L'état financier du pays s'est amélioré d'une manière sensible. Vous en jugerez par les mesures déjà adoptées et celles proposées par le Secrétaire d'Etat des Finances, dans les rapports qui vous seront remis.

Il reste sans doute beaucoup à faire encore pour que le crédit de la République repose sur des bases solides, mais, du moins, je puis affirmer aujourd'hui, sans crainte d'être démenti, que l'ordre et la régularité règnent dans nos finances, et que la confiance publique existe.

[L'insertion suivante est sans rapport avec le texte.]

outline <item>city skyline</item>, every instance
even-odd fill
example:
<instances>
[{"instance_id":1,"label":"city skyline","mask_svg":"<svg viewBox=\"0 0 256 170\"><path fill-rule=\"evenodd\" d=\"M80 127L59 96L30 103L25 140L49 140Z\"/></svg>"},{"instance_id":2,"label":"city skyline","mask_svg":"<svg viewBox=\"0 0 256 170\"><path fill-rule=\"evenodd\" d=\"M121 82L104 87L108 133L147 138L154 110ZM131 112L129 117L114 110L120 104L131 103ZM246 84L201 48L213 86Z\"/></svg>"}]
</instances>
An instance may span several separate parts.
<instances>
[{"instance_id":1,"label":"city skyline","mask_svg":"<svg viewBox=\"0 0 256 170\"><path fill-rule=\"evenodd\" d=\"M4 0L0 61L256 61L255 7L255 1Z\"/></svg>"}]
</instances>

La réorganisation de l'armée et de la marine a été mise à l'étude, le Gouvernement vous demandera de consacrer par un acte législatif les reformes qui lui seront indiquées et qu'il est bien résolu à introduire dans notre système militaire.

Le projet de loi sur les Conseils communaux sera de nouveau présenté au Corps Législatif.

D'une autre part, vous jugerez sans doute à propos de modifier la loi sur la police des campagnes, car l'expérience a démontré que quelques unes de ses dispositions sont d'une application sinon impossible, du moins fort difficile, et que d'autres pourraient être d'une pratique plus simple et moins onéreuse au trésor public au moyen de changements qui seront indiqués.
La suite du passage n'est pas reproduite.